Après 15 ans de vie commune, Marie et Boris se séparent. Or, c’est elle qui a acheté la maison dans laquelle ils vivent avec leurs deux enfants, mais c’est lui qui l’a entièrement rénovée.
A présent, ils sont obligés d’y cohabiter, Boris n’ayant pas les moyens de se reloger. A l’heure des comptes, aucun des deux ne veut lâcher sur ce qu’il juge avoir apporté.

Un besoin de reconnaissance partagé…

Les thérapeutes Nicole et Bernard Prieur précisent, dans leur livre, « La Famille, l’argent, l’amour. Les enjeux psychologiques des questions matérielles »  chez Albin Michel que«Lors des séparations, l’argent devient une véritable arme de guerre (…). Quand on a le sentiment de ne plus compter, pour ceux qui comptent, ou ont compté pour nous, le sentiment d’injustice lié à l’absence de reconnaissance s’installe. »

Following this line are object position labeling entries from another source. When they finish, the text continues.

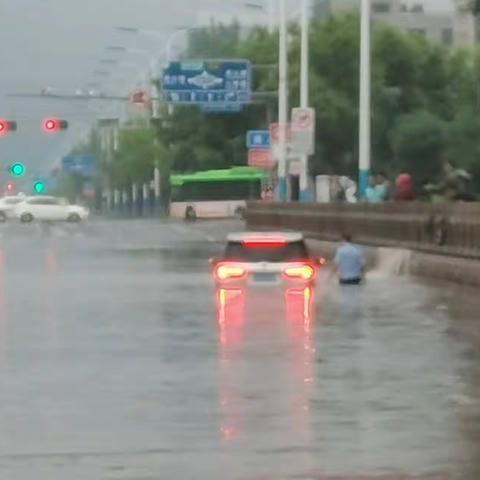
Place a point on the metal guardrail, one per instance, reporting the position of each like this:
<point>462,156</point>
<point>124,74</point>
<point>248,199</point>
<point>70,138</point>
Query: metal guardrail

En filmant, le couple Boris et Marie, dans cette période de cohabitation, Joachim Lafosse met en lumière l’attente de reconnaissance, dans lequel chaque membre du couple est. Cette attente vire à l’obsession et la réalisation cinématographique rend extrêmement bien la tension existante au sein de la relation de couple. Marie souhaite que Boris reconnaisse que son salaire régulier a permis de combler les fins de mois quand c’était nécessaire. Cela leur a permis de continuer à vivre dans cette maison. De son côté, Boris souhaite que Marie reconnaisse que c’est grâce à lui, et à sa capacité à faire des travaux, que la maison est comme elle est aujourd’hui.

Difficile à évaluer…

Alors qu’il existe des unités de mesure permettant de définir le temps, les masses, les distances, comment évaluer cette « juste » reconnaissance ? Dans l’histoire de Marie et Boris, c’est la valeur de la maison qui, en devenant le centre du conflit, permettra de donner la valeur sous-jacente à cette juste reconnaissance attendue. La valeur de la maison vient réparer les déceptions et les rancœurs accumulées. Ce film nous montre qu’une juste reconnaissance est d’autant plus difficile à évaluer que chacun aborde le conflit sur la maison à travers le prisme de sa propre histoire familiale. En utilisant les mots « capitaliste » ou « valeur travail », Boris fait intervenir son éducation dans le conflit. Il invite aussi le rôle du père de Marie dans leur histoire. Il lui rappelle que la maison n’aurait jamais pu être achetée sans le père de Marie ; elle lui réplique qu’elle n’a jamais pu compter sur son père. A la fin du film, un scène présente Marie qui s’endort en tenant la main de Boris. Cette scène vient en écho avec une scène du début du film où le spectateur voit Marie ne pas réussir à tenir la main de Boris. Le conflit semble temporairement apaisé, mais selon le réalisateur la séparation est inévitable.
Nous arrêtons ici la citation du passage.